RecurrentGemma 9B is significantly faster than Gemma 7B for inference:
While Gemma 7B, a standard transformer model, rapidly becomes inefficient as the sequence grows, RecurrentGemma-9B inference throughput remains the same from 128 to 4,096 tokens.
As for the accuracy of RecurrentGemma-9B in downstream tasks, it is very similar to Gemma 7B. However, Gemma 7B, which is an 8.5B parameter model (and not 7B…), has 1.1B parameters less than RecurrentGemma-9B. Gemma 7B consumes less memory for short sequences but with much larger sequences, due to a growing KV cache, Gemma 7B will consume more memory than RecurrentGemma 9B.
The base and instruct versions are available on the HF Hub:
Spectrum: Fine-tune Only the Most Important Parameters
Spectrum is a new parameter-efficient fine-tuning (PEFT) method that only updates the layers with the highest signal-to-noise ratio (SNR). In other words, it concentrates fine-tuning on the most informative parts of the model.
Spectrum: Targeted Training on Signal to Noise Ratio
This is different from the popular LoRA and QLoRA since these PEFT methods freeze the entire model and fine-tune an adapter on top of it.
Spectrum can actually be used in combination with LoRA, i.e., fine-tuning an adapter on top of a partially frozen LLM.
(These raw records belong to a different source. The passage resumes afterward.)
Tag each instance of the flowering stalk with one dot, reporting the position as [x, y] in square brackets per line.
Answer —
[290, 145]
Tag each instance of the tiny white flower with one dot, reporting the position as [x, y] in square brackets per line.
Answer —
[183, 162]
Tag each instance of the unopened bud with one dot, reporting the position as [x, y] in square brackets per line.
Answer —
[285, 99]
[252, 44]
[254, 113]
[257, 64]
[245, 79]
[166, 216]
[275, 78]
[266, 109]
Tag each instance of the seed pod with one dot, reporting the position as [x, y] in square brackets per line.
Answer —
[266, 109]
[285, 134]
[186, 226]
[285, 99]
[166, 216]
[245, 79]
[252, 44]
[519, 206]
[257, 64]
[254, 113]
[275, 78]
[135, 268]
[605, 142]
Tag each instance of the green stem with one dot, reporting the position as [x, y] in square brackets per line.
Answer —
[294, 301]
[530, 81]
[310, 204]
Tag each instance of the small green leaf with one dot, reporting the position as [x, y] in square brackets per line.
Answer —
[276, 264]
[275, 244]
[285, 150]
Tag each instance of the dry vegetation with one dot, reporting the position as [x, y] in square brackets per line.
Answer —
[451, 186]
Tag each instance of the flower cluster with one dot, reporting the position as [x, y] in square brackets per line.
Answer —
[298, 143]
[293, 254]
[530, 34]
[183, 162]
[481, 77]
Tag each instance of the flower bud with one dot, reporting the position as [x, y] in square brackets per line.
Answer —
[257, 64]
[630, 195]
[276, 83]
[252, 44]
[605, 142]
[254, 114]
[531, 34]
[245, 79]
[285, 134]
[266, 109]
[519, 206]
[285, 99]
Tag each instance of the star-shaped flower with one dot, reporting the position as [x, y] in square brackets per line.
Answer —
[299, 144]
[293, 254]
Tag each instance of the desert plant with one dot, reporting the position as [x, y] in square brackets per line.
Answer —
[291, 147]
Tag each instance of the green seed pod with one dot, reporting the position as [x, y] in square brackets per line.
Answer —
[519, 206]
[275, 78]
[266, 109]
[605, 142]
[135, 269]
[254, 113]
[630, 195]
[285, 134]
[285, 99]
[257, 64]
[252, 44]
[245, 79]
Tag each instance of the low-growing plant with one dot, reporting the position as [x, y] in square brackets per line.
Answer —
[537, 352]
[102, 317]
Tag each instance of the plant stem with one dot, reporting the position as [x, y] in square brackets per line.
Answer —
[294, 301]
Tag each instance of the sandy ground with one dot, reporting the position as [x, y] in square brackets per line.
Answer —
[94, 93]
Experimenting with Llama 3 8B, the authors found that their method performs closely to full fine-tuning:
Using a single GPU, Spectrum is faster and more memory-efficient than full fine-tuning:
However, when combined with QLoRA, Spectrum tends to underperform standard QLoRA alone:
I assume that when QLoRA is activated with Spectrum, the model has much less capacity to learn with less trainable parameters, hence the degradation of the results.
They released their code:
GitHub: cognitivecomputations/spectrum
Samba: Better than Transformer and with Unlimited Context?
After Jamba and Zamba, we now have Samba!
Proposed by Microsoft, this is yet another LLM with a hybrid architecture state-space/transformer.
Samba: Simple Hybrid State Space Models for Efficient Unlimited Context Language Modeling
Samba layers combine MLPs, Mamba (state-space layers), and a sliding window attention.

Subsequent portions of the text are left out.